Further, the front reference device or the rear reference device can be located not on the track straightening machine but at a position that has a fixed positional relationship with the track straightening machine and is not affected by the tamping operation.

Furthermore, in the front reference section, the lateral error between the reference point and the rail is smaller than the error in the rear reference section or the detection section, so in this embodiment, the front reference device is not provided with a lateral correction device. Of course it's a good thing. As explained above, in the leveling device equipped with the measuring device according to the present invention, since the leveling device is placed in the front reference part and the rear reference part which are not affected by the tamping device, vibrations caused by the tamping device can be avoided. There is almost no effect, the detection level is stable, the detection accuracy is improved, and the structure is significantly simplified.

A further advantage is that the standard line for height detection, which is naturally provided in the measuring device, can be used as is for level detection. The measuring method of the present invention uses an electrical arithmetic circuit to calculate the detection level, so it has great effects such as being able to quickly obtain accurate results.

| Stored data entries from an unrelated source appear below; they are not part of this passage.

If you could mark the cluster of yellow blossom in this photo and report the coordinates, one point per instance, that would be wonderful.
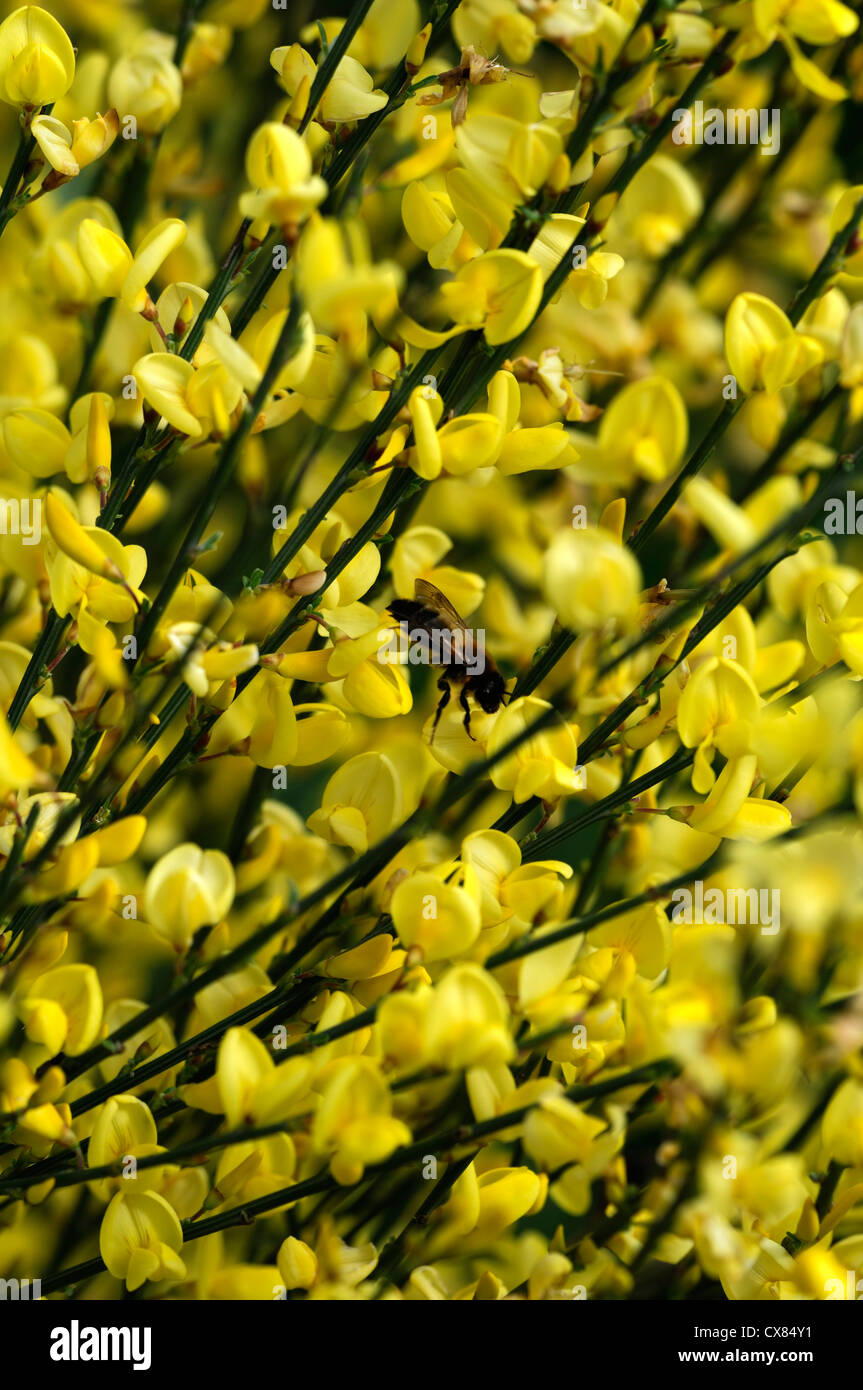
(525, 963)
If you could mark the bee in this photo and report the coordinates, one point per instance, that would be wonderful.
(432, 612)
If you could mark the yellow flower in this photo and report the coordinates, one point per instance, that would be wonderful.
(441, 919)
(185, 890)
(252, 1089)
(36, 59)
(641, 435)
(278, 164)
(498, 292)
(360, 804)
(591, 578)
(762, 348)
(141, 1239)
(717, 697)
(145, 84)
(842, 1125)
(467, 1022)
(353, 1123)
(545, 763)
(63, 1009)
(298, 1264)
(350, 92)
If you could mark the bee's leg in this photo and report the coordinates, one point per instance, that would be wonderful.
(467, 712)
(442, 685)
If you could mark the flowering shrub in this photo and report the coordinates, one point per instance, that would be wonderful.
(334, 973)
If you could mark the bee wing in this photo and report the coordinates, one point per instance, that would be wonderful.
(431, 598)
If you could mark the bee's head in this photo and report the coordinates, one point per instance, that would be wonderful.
(489, 691)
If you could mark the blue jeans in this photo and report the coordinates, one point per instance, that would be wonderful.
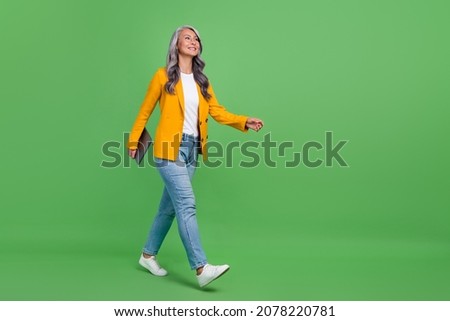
(178, 200)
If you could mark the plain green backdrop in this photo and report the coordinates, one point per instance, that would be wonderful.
(375, 73)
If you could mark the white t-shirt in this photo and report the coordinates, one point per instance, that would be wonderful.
(190, 104)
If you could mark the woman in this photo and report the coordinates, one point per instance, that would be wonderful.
(186, 98)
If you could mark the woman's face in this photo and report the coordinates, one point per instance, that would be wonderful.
(188, 43)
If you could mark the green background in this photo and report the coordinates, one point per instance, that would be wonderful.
(375, 73)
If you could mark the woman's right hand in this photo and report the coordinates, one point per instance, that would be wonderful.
(132, 153)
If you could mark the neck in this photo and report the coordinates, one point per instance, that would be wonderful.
(185, 64)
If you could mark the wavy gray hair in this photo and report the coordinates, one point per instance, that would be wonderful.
(198, 64)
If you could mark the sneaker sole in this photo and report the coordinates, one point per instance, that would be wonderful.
(160, 275)
(202, 286)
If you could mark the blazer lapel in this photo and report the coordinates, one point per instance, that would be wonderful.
(179, 93)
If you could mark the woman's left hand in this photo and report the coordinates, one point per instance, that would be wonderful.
(254, 123)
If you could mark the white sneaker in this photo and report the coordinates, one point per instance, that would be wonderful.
(210, 273)
(152, 265)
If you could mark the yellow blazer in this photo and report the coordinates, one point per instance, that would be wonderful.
(170, 127)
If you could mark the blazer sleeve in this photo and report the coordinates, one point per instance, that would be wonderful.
(222, 116)
(148, 105)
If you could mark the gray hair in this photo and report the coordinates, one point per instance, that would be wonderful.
(198, 64)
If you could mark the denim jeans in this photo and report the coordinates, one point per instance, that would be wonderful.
(178, 201)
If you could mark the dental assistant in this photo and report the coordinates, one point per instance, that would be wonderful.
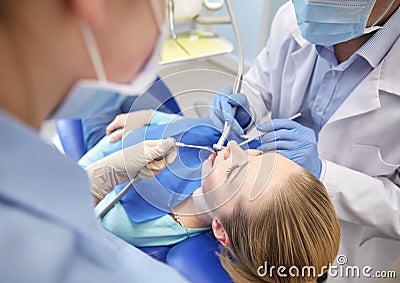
(336, 62)
(49, 232)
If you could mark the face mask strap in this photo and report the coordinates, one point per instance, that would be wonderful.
(383, 15)
(93, 51)
(158, 13)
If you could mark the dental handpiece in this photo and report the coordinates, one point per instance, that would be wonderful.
(239, 78)
(183, 145)
(263, 133)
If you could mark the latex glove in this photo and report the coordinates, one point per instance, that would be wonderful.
(137, 161)
(292, 140)
(220, 110)
(128, 122)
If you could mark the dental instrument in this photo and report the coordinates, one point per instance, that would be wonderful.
(298, 115)
(117, 198)
(127, 188)
(238, 83)
(183, 145)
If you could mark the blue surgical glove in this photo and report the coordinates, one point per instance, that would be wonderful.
(220, 110)
(292, 140)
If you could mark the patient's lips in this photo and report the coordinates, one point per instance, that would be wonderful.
(211, 158)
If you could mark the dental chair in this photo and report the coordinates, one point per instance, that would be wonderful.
(195, 258)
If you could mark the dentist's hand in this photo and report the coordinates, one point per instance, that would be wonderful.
(128, 122)
(220, 110)
(292, 140)
(143, 160)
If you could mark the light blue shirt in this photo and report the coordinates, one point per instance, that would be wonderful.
(49, 232)
(332, 83)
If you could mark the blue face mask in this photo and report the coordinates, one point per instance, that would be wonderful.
(328, 22)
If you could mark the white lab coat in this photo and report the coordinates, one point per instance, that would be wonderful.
(359, 145)
(49, 232)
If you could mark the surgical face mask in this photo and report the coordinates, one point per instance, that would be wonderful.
(329, 22)
(88, 97)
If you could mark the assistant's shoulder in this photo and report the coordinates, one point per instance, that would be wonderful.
(284, 26)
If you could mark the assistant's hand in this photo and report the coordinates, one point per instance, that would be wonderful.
(220, 110)
(137, 161)
(128, 122)
(292, 140)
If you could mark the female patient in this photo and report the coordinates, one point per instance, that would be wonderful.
(261, 207)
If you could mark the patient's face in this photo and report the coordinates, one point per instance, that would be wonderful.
(235, 174)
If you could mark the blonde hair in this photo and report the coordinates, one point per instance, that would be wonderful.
(294, 225)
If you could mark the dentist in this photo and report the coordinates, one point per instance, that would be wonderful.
(336, 62)
(49, 232)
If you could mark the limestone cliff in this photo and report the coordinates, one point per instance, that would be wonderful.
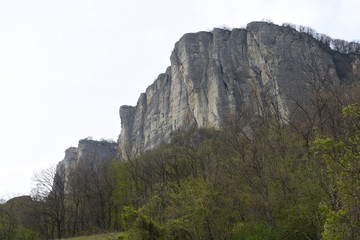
(212, 74)
(89, 153)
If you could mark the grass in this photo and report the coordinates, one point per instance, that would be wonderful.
(107, 236)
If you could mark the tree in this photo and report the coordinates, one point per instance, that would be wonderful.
(341, 157)
(49, 194)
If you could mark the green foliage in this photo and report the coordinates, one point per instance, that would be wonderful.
(341, 157)
(253, 232)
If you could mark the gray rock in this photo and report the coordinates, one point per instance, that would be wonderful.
(213, 74)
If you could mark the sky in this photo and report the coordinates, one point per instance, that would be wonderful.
(67, 66)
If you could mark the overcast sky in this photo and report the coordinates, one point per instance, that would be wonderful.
(66, 66)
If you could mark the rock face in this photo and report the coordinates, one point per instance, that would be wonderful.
(213, 74)
(89, 153)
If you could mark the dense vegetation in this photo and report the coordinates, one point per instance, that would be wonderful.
(262, 176)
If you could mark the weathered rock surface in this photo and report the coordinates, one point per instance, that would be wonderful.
(89, 153)
(213, 74)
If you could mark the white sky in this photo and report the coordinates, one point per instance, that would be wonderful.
(67, 66)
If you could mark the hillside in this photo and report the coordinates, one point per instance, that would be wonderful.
(250, 134)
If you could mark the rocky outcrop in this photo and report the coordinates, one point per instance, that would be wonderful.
(213, 74)
(89, 153)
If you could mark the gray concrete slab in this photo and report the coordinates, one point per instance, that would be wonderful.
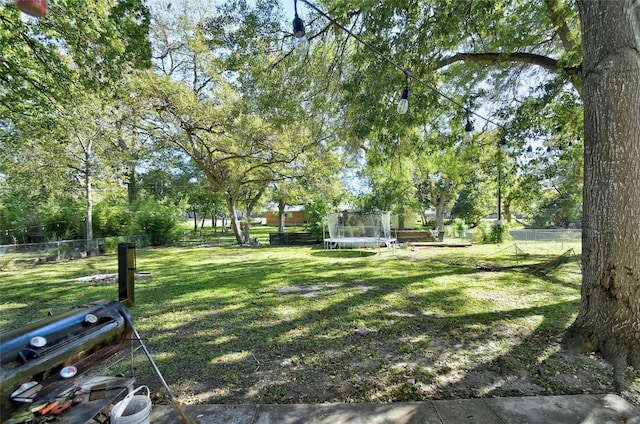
(466, 411)
(578, 409)
(583, 409)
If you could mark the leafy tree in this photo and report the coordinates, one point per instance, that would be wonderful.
(508, 46)
(67, 65)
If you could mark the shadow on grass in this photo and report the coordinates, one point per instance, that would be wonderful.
(343, 253)
(366, 330)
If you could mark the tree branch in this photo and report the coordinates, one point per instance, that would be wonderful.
(529, 58)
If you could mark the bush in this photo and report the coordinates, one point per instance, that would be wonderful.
(497, 233)
(160, 222)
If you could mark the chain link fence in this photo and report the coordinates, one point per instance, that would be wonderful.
(61, 250)
(537, 234)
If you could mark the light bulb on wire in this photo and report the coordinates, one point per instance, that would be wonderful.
(468, 128)
(403, 104)
(300, 42)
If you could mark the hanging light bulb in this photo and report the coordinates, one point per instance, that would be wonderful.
(503, 145)
(403, 104)
(468, 128)
(300, 42)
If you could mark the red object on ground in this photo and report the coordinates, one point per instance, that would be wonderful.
(36, 8)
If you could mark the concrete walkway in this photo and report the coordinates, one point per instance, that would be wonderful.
(583, 409)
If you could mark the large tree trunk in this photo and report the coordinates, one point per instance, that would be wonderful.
(235, 224)
(281, 216)
(609, 318)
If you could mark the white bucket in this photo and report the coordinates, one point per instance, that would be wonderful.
(133, 409)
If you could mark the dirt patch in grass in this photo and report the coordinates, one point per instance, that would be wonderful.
(405, 353)
(298, 325)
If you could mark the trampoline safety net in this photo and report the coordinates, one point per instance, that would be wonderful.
(359, 227)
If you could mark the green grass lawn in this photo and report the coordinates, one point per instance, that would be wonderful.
(300, 324)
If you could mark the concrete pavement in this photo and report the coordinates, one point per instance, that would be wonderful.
(574, 409)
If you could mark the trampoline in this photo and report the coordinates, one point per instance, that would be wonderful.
(359, 230)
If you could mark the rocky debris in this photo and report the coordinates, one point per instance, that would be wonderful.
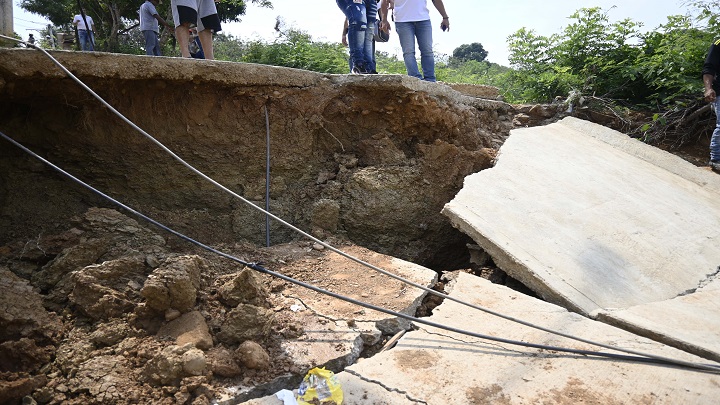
(245, 322)
(173, 364)
(325, 130)
(253, 356)
(149, 325)
(13, 387)
(22, 314)
(174, 284)
(98, 289)
(243, 288)
(190, 328)
(222, 362)
(24, 355)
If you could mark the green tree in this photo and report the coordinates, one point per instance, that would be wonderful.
(468, 52)
(115, 16)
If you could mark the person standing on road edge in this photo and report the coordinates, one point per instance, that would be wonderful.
(150, 28)
(412, 20)
(371, 14)
(85, 34)
(201, 13)
(711, 68)
(356, 14)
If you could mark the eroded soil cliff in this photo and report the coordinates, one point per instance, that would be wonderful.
(100, 308)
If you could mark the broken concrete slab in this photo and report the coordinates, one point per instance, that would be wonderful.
(697, 312)
(593, 220)
(588, 225)
(434, 366)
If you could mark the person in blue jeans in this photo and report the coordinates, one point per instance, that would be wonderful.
(85, 33)
(371, 9)
(412, 21)
(710, 71)
(356, 14)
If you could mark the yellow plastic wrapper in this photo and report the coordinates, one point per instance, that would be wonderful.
(320, 386)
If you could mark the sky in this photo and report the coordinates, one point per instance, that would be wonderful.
(486, 22)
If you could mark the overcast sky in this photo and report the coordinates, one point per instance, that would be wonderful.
(486, 22)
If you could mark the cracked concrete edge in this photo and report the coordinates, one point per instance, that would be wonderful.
(696, 310)
(513, 266)
(648, 153)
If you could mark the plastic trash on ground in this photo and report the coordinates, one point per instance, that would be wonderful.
(320, 386)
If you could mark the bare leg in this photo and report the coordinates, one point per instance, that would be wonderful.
(182, 34)
(206, 41)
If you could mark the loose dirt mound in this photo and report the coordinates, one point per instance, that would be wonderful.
(96, 308)
(113, 316)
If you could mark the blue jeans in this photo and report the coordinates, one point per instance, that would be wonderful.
(369, 48)
(86, 40)
(357, 26)
(715, 140)
(152, 44)
(422, 30)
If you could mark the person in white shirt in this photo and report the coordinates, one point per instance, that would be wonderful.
(201, 13)
(85, 34)
(412, 20)
(150, 28)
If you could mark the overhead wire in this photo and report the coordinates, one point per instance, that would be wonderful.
(328, 246)
(258, 267)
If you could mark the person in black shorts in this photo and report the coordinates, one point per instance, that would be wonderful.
(200, 13)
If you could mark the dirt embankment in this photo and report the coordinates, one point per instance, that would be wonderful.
(97, 308)
(371, 158)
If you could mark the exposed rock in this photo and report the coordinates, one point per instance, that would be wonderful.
(253, 356)
(173, 364)
(243, 288)
(326, 215)
(22, 313)
(174, 284)
(71, 259)
(190, 328)
(24, 355)
(13, 387)
(106, 378)
(73, 352)
(93, 293)
(222, 362)
(382, 121)
(111, 333)
(245, 322)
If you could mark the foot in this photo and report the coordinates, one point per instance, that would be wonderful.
(359, 70)
(715, 165)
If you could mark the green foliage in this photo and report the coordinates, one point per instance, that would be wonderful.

[Brief explanation of drawings]

FIG. 1 is a schematic layout diagram of an embodiment of the leveling inspection device according to the present invention mounted on a track straightening machine, FIG. 2 is a schematic perspective view of an embodiment of the leveling inspection device of the present invention, and FIG. FIG. 3 is a diagram for explaining the leveling inspection method according to the present invention, and FIG. 4 is a block diagram showing the main parts of the leveling work. 1...Track adjustment machine, 4...Levelling inspection device, 5a, 5b...Rules, 6...
Tilt corrector, 7...Vertical adjuster, 10a, 10b
...Reference wire, 12a, 12b...Feeler corrector, 13a, 13b...Feeler, 1
4... Feeler level, 41... Front reference device, 41h, 41h'', 42k, 42k''...
Reference point, 42... Rear reference device, 43...
・Detection device, A, B... Level, 42g, 43
h... Lateral correction device, 15, 18...
Comparator, 16...Coefficient multiplier, 17...
Cant amount setting device.

Claims (1)

[Claims] 1. A front reference part is provided at the front part of the track straightening machine, and a rear reference part is provided at the rear part, a reference line is formed between the front reference part and the rear reference part, and the level at the front reference part is set. The height error of the reference line above the reference side rail is corrected to match the level at the rear reference part, and the front reference part and the rear reference part are adjusted based on the level at the rear reference part and a predetermined cant amount. A leveling inspection method characterized by correcting the position of the sensing means provided between the reference lines above the anti-reference side rail. 2 A front reference part is provided at the front part of the track straightening machine and a rear reference part is provided at the rear part, a reference line is formed between the front reference part and the rear reference part, and a first spirit level is attached to the front reference part. a tilt corrector for placing a second level on the reference section and adjusting the level of the front reference section to match the level of the rear reference section in response to the difference in output between the first and second level instruments; a vertical adjuster for correcting a height error caused in the reference line above the reference side rail by the inclination corrector; A leveling inspection device for a track straightening machine, comprising a corrector for correcting the position of the sensing means with respect to the line.